Forensic Accounting in Asia: How Companies 'Manage' Financials

Detecting accounting fraud

Assuming there is no outright fraud, which Murthy says is “typically extremely hard to detect” regardless of where you are, most methods of managing numbers falls into one of two categories: moving revenues across time periods or moving costs across time periods. Pushing revenues back to a future reporting period or realizing costs earlier than is necessary are relatively safe means of managing numbers since they opt for short-term pain for strategic reasons, such as stabilizing earnings over time.

What’s more worrying is when companies kick costs down the road or realize earning earlier than might be appropriate, even though it’s possible to justify either one in certain situations.

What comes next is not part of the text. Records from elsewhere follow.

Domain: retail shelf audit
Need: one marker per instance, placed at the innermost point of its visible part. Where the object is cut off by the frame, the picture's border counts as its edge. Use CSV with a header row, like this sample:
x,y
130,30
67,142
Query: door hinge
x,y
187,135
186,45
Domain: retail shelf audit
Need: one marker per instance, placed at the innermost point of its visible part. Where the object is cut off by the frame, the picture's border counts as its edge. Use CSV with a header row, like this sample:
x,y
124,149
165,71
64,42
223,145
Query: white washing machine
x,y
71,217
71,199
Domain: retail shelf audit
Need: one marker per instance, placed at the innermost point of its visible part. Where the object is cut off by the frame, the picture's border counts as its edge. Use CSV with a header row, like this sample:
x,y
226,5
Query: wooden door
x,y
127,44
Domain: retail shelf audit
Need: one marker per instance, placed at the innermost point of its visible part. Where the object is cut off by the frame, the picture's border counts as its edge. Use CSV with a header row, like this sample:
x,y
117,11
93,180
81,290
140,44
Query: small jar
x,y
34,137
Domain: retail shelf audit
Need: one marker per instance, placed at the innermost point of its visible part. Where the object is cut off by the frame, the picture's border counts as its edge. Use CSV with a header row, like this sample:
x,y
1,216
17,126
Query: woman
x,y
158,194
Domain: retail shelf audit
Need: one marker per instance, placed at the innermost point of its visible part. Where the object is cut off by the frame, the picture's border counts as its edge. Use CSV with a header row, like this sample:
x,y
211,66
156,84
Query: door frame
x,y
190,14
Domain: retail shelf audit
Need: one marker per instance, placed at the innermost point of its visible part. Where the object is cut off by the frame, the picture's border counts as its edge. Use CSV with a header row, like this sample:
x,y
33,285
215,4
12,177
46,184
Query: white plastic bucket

Murthy gives the example of a company that has bid $100 million on a five-year project, with anticipated costs of $60 million. If costs are spread out evenly, the company could realize $20 million as revenue and $8 million in profits after the first year. But if there is a cost overrun to $18 million in the first year the company could post $12 million in profits, claiming that the project budget as a whole remains valid. So increased costs would show up in financial reports as an additional $4 million in profit.

Channel stuffing

Similarly, a company might incentivize a third-party to move its purchasing schedule forward to increase revenues today, with the understanding that this will decrease revenues in the future, what Murthy calls channel stuffing. “Related party transactions are a particular cause for concern in Asia, given that traditional values encourage inter­mingling of family ties and business interests,” he writes.

Deciding whether to capitalize a cost is another common example that isn’t fraudulent, but could cause an investor to misunderstand a firm’s financial position if he or she doesn’t dig deep enough. “Given that each business is unique in many respects, gener­ally accepted accounting standards offer management teams numerous accounting choices. An ethical management has to choose between multiple options,” says Murthy. The challenge is knowing what choices have been made and what they tell you about a given company.

“More than any material discrepancy, understanding management’s applica­tion of accounting choices helps us glean how it prioritizes long-term benefit versus short-term pain. We tend to like companies that invest for the long term.”